Earlier this month, in the New Yorker blog, Daniel Mendelson had an interesting observation about the ways we can betray the bodies of others.

The last of the many articles I’ve read about the strange odyssey of Tsarnaev’s body was about the reactions of the residents of the small Virginia town where it was, finally, buried. “What do you do when a monster is buried just down the street?” the subhead asked. The sensationalist diction, the word “monster,” I realized, is the problem—and brings you to the deep meaning of Martha Mullen’s gesture, and of Antigone’s argument, too. There is, in the end, a great ethical wisdom in insisting that the criminal dead, that your bitterest enemy, be buried, too; for in doing so, you are insisting that the criminal, however heinous, is precisely not a “monster.” Whatever else is true of the terrible crime that Tamerlan Tsarnaev is accused of having perpetrated, it was, all too clearly, the product of an entirely human psyche, horribly motivated by beliefs and passions that are very human indeed—deina in the worst possible sense. To call him a monster is to treat this enemy’s mind precisely the way some would treat his unburied body—which is to say, to put it beyond the reach of human consideration (and therefore, paradoxically, to refuse to confront his “monstrosity” at all).

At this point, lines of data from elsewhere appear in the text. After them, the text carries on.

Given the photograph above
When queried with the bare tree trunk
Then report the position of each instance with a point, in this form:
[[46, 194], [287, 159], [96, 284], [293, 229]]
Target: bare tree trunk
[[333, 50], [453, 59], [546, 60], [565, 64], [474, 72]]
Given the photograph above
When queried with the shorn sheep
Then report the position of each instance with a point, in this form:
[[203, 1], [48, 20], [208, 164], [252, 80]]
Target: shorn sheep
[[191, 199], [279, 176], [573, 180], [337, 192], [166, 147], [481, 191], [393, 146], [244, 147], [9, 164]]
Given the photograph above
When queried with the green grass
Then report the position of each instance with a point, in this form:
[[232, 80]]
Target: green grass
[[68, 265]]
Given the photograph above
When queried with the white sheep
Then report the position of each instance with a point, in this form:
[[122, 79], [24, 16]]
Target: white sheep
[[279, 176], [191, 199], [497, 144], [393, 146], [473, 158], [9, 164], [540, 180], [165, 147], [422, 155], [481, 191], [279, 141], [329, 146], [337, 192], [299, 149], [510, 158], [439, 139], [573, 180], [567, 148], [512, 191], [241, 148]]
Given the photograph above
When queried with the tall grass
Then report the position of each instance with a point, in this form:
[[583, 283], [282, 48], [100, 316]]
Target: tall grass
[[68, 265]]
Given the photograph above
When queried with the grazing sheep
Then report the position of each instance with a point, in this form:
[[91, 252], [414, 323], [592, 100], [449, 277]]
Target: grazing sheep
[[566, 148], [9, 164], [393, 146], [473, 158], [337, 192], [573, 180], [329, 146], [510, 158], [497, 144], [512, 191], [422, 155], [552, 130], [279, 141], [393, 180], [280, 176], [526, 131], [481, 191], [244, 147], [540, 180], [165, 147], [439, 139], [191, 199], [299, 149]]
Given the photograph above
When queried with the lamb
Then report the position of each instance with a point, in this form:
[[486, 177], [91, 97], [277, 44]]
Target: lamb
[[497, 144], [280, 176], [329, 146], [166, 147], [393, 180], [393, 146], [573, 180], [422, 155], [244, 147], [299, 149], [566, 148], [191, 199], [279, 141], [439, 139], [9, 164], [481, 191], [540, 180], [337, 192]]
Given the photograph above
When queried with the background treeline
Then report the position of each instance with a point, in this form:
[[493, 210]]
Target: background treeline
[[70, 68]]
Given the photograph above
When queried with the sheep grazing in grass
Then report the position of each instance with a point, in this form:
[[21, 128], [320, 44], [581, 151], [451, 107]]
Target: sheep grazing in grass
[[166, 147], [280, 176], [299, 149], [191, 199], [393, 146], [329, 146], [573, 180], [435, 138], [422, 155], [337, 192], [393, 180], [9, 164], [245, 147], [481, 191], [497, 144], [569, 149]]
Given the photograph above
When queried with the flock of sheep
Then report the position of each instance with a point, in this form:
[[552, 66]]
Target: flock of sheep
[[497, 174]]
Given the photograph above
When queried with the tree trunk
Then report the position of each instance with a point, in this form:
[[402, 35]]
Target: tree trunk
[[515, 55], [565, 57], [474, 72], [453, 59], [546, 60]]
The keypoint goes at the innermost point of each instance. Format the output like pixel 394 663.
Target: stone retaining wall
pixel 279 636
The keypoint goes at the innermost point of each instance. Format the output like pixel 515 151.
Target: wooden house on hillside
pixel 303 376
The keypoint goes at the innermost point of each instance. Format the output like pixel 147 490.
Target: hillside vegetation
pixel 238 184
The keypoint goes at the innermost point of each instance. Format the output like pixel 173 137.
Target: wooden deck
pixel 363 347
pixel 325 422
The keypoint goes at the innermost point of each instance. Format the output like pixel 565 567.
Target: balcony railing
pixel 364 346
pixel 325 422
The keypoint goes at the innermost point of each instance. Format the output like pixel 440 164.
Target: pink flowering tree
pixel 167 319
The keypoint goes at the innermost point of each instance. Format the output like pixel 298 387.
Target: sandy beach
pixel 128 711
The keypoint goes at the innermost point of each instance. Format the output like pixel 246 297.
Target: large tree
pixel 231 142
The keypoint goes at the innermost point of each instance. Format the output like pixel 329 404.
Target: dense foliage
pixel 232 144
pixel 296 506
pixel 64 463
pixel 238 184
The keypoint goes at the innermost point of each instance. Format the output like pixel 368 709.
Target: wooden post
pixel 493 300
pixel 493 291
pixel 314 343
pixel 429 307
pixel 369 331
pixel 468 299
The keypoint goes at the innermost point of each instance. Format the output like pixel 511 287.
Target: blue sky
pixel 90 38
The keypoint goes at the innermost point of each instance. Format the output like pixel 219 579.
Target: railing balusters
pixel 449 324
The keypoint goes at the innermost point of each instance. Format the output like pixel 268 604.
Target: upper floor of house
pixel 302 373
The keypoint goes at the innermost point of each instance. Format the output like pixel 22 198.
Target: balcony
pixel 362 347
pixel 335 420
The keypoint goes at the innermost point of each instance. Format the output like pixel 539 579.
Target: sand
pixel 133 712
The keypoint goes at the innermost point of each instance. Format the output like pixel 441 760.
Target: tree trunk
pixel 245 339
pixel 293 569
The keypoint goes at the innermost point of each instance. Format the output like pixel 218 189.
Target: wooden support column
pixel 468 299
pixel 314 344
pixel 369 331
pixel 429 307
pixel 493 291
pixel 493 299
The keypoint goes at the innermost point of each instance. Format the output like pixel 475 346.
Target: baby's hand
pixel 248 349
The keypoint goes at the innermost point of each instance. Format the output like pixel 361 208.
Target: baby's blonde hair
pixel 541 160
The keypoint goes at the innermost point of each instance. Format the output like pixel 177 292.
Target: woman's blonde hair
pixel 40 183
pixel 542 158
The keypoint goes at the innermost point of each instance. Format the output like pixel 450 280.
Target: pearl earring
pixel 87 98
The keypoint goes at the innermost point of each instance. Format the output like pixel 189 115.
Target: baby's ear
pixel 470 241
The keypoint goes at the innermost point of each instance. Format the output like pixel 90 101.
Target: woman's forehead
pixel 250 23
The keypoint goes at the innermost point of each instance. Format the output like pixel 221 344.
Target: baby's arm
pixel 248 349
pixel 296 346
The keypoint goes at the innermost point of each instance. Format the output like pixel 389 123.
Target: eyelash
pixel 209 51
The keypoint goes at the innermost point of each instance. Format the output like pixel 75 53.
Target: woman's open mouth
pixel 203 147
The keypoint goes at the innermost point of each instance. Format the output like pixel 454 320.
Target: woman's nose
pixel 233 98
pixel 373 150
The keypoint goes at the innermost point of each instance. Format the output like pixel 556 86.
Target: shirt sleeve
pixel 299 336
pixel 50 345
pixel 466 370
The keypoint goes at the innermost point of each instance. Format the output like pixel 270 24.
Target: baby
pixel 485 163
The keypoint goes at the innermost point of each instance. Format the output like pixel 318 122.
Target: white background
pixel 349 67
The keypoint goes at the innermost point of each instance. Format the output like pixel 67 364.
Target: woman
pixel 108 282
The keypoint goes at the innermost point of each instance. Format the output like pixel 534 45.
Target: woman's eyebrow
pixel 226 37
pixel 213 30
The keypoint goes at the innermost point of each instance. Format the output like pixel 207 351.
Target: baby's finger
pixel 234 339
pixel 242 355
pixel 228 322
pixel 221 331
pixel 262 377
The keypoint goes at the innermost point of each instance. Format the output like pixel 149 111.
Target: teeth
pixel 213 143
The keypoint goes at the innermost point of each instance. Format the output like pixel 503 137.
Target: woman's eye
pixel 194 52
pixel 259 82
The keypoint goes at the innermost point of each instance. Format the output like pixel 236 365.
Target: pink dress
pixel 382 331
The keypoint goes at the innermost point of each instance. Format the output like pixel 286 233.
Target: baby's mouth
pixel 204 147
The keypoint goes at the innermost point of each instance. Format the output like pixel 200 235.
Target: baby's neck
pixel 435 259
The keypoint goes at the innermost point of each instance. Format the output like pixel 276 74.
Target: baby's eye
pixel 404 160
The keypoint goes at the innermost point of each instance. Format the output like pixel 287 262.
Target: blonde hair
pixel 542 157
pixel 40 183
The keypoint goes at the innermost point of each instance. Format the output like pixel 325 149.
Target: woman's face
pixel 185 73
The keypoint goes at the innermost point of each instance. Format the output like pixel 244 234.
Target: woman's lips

This is the point that obsessed Sophocles’ Antigone: that to not bury her brother, to not treat the war criminal like a human being, would ultimately have been to forfeit her own humanity. This is why it was worth dying for.

Cruelty cannot negate or deny the capacity of others to love and suffer.  But, in order to inflict it, we may need to deny ourselves membership in humanity, in order to avoid recognizing the gravity of a wrong.  The more we pare down the idea of human dignity, the less we have to rely on in our darker moments, when we half-recognize the ways we wrong others, and need some reassurance that we’re something worth saving.